For all that Scotland’s top poet Robbie Burns was a rascal, or perhaps because of it, he still leaves some of the lingeringly loveliest lines of poetry for us to enjoy and celebrate;

To see her is to love her,

And love but her for ever;

For Nature made her what she is

And never made anither.”

Rosemary Tomison led the Toast tae the Laddies with an amusing rendition of “The Twa Sailors.” A celebration of the Ladies Afloat and Boys in Boats having fun on the water. Read with her best Miss Jean Brodie accent (and certainly not affected for the evening’s entertainment), it added to the authentic flavour of the evening. In rhyming couplets, the poem told how Jeannie joined Bert and Rob with tales of adventure on the water:

“They had both tried tae win oor Jeannie’s heart

As she really is a work of art

And although their charm she did adore

Alas in future she was stay ashore.”

With a wise finale and in remembering the purpose of the evening’s celebration with a nod to the Scottish Bard:

“Now tae all the lassies

Let’s join Jean and raise our glasses

And in the words of our most famous bard

Tis really not very hard

Tae forget men’s foibles and remember that

A Man’s a Man for all that

We love them dearly – Rob, Bert and all the laddies.”
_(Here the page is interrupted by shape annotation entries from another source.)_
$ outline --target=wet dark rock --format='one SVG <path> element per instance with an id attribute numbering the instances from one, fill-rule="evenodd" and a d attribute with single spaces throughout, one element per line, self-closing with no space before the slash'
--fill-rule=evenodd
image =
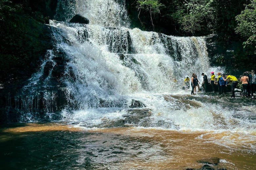
<path id="1" fill-rule="evenodd" d="M 207 163 L 208 164 L 215 164 L 217 165 L 219 163 L 220 159 L 218 158 L 210 158 L 197 161 L 197 162 L 201 163 Z"/>
<path id="2" fill-rule="evenodd" d="M 127 112 L 128 114 L 123 116 L 125 118 L 125 123 L 137 126 L 140 124 L 145 124 L 145 122 L 147 121 L 147 119 L 149 119 L 152 115 L 152 110 L 149 109 L 130 109 L 127 111 Z"/>
<path id="3" fill-rule="evenodd" d="M 52 73 L 52 76 L 53 77 L 59 78 L 63 75 L 65 66 L 63 65 L 55 65 Z"/>
<path id="4" fill-rule="evenodd" d="M 119 56 L 119 59 L 121 60 L 124 60 L 125 57 L 125 56 L 123 54 L 118 54 L 118 56 Z"/>
<path id="5" fill-rule="evenodd" d="M 108 118 L 101 118 L 102 123 L 97 125 L 98 128 L 109 128 L 117 127 L 124 127 L 124 120 L 119 119 L 111 120 Z"/>
<path id="6" fill-rule="evenodd" d="M 70 23 L 89 23 L 89 20 L 80 14 L 77 14 L 69 21 Z"/>
<path id="7" fill-rule="evenodd" d="M 200 169 L 200 170 L 215 170 L 214 169 L 211 167 L 211 166 L 208 165 L 204 165 L 202 166 L 202 167 Z"/>
<path id="8" fill-rule="evenodd" d="M 129 106 L 129 107 L 131 108 L 145 107 L 146 107 L 146 105 L 143 104 L 141 101 L 137 100 L 134 99 L 132 99 L 132 100 L 130 106 Z"/>

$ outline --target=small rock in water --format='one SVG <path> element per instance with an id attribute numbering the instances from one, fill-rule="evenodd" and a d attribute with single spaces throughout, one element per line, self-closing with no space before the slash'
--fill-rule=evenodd
<path id="1" fill-rule="evenodd" d="M 214 169 L 208 165 L 204 165 L 202 166 L 200 170 L 214 170 Z"/>
<path id="2" fill-rule="evenodd" d="M 89 20 L 80 14 L 77 14 L 70 20 L 71 23 L 89 23 Z"/>
<path id="3" fill-rule="evenodd" d="M 209 158 L 203 159 L 197 161 L 197 162 L 202 163 L 215 164 L 217 165 L 219 163 L 219 160 L 220 159 L 218 158 Z"/>

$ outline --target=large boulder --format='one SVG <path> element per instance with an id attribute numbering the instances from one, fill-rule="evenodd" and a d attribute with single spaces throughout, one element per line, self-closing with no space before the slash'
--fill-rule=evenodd
<path id="1" fill-rule="evenodd" d="M 70 23 L 89 23 L 89 20 L 80 14 L 77 14 L 69 21 Z"/>

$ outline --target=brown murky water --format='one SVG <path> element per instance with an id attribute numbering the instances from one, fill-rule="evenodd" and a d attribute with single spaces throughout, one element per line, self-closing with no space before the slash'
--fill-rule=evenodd
<path id="1" fill-rule="evenodd" d="M 255 169 L 256 133 L 122 127 L 83 129 L 66 122 L 0 129 L 1 169 L 185 169 L 220 158 L 217 170 Z"/>

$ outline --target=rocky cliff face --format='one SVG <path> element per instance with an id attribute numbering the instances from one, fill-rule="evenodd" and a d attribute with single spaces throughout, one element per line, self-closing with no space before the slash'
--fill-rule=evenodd
<path id="1" fill-rule="evenodd" d="M 53 48 L 50 26 L 43 23 L 44 17 L 49 15 L 38 15 L 36 7 L 52 16 L 56 2 L 13 1 L 0 4 L 0 123 L 17 121 L 15 96 L 38 69 L 47 50 Z"/>

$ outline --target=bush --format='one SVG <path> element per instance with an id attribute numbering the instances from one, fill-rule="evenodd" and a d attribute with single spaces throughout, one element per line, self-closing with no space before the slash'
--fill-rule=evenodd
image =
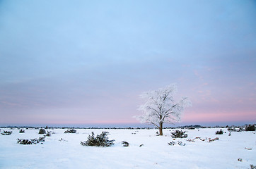
<path id="1" fill-rule="evenodd" d="M 129 142 L 125 142 L 125 141 L 122 141 L 122 144 L 123 146 L 129 146 Z"/>
<path id="2" fill-rule="evenodd" d="M 67 130 L 64 133 L 76 133 L 76 130 L 74 129 Z"/>
<path id="3" fill-rule="evenodd" d="M 88 137 L 88 140 L 81 142 L 82 146 L 110 146 L 114 144 L 115 139 L 108 140 L 108 132 L 102 132 L 100 135 L 94 137 L 94 132 L 91 132 L 91 136 Z"/>
<path id="4" fill-rule="evenodd" d="M 182 130 L 176 130 L 172 132 L 173 138 L 186 138 L 187 137 L 187 134 L 185 134 L 186 132 L 182 132 Z"/>
<path id="5" fill-rule="evenodd" d="M 255 126 L 254 125 L 249 125 L 245 127 L 245 131 L 255 131 Z"/>
<path id="6" fill-rule="evenodd" d="M 2 133 L 1 133 L 1 134 L 2 135 L 11 135 L 11 133 L 13 133 L 12 131 L 8 132 L 8 131 L 4 131 L 4 132 L 2 132 Z"/>
<path id="7" fill-rule="evenodd" d="M 39 142 L 45 142 L 45 136 L 42 137 L 39 137 L 39 139 L 17 139 L 17 143 L 19 144 L 37 144 Z"/>
<path id="8" fill-rule="evenodd" d="M 216 131 L 216 132 L 215 132 L 215 134 L 223 134 L 223 131 L 222 131 L 222 130 L 221 129 L 221 130 Z"/>
<path id="9" fill-rule="evenodd" d="M 42 128 L 42 129 L 40 129 L 40 130 L 39 130 L 39 133 L 38 133 L 38 134 L 45 134 L 45 133 L 46 133 L 45 130 Z"/>
<path id="10" fill-rule="evenodd" d="M 51 135 L 52 135 L 52 132 L 47 131 L 47 134 L 46 134 L 45 136 L 47 136 L 47 137 L 50 137 Z"/>

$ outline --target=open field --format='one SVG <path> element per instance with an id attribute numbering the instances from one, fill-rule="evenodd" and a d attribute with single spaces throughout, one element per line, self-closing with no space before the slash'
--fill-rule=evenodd
<path id="1" fill-rule="evenodd" d="M 155 129 L 76 130 L 75 134 L 64 134 L 66 129 L 48 129 L 54 134 L 46 137 L 42 144 L 21 145 L 17 144 L 18 138 L 30 139 L 43 134 L 35 129 L 25 130 L 25 133 L 19 133 L 18 129 L 1 129 L 1 132 L 13 132 L 0 134 L 0 168 L 250 168 L 250 164 L 256 165 L 255 132 L 231 132 L 228 136 L 226 128 L 220 135 L 215 134 L 219 128 L 182 130 L 187 131 L 187 137 L 173 140 L 170 133 L 173 129 L 165 129 L 164 136 L 156 136 Z M 109 139 L 115 139 L 113 146 L 80 144 L 91 132 L 99 134 L 102 131 L 109 132 Z M 210 141 L 209 138 L 216 137 L 219 140 Z M 130 146 L 122 146 L 122 141 Z M 172 141 L 181 141 L 185 145 L 168 145 Z"/>

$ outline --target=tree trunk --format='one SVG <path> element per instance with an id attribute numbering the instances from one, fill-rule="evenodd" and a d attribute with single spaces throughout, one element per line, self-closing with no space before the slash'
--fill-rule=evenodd
<path id="1" fill-rule="evenodd" d="M 163 135 L 163 123 L 159 123 L 159 135 Z"/>

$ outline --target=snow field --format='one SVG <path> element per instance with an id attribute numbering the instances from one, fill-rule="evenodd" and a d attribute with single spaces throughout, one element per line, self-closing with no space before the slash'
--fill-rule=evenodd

It was a bonny wee evening of entertainment and fine food hosted by our Commodore, Colin MacBower and we thank Mark for his superlatively scrumptious dinner and Victoria and the team for looking after us. Thank you also of course to the evening’s entertainers, David, Alison, Richard and Rosemary.

The elegiac vibe continued down in the bar with a cheering buzz celebrating all that is graceful about good company and food on an evening well spent. I was even inspired to pen a poem. But I will hope instead to satisfy your poetic appetites with this lyrical review.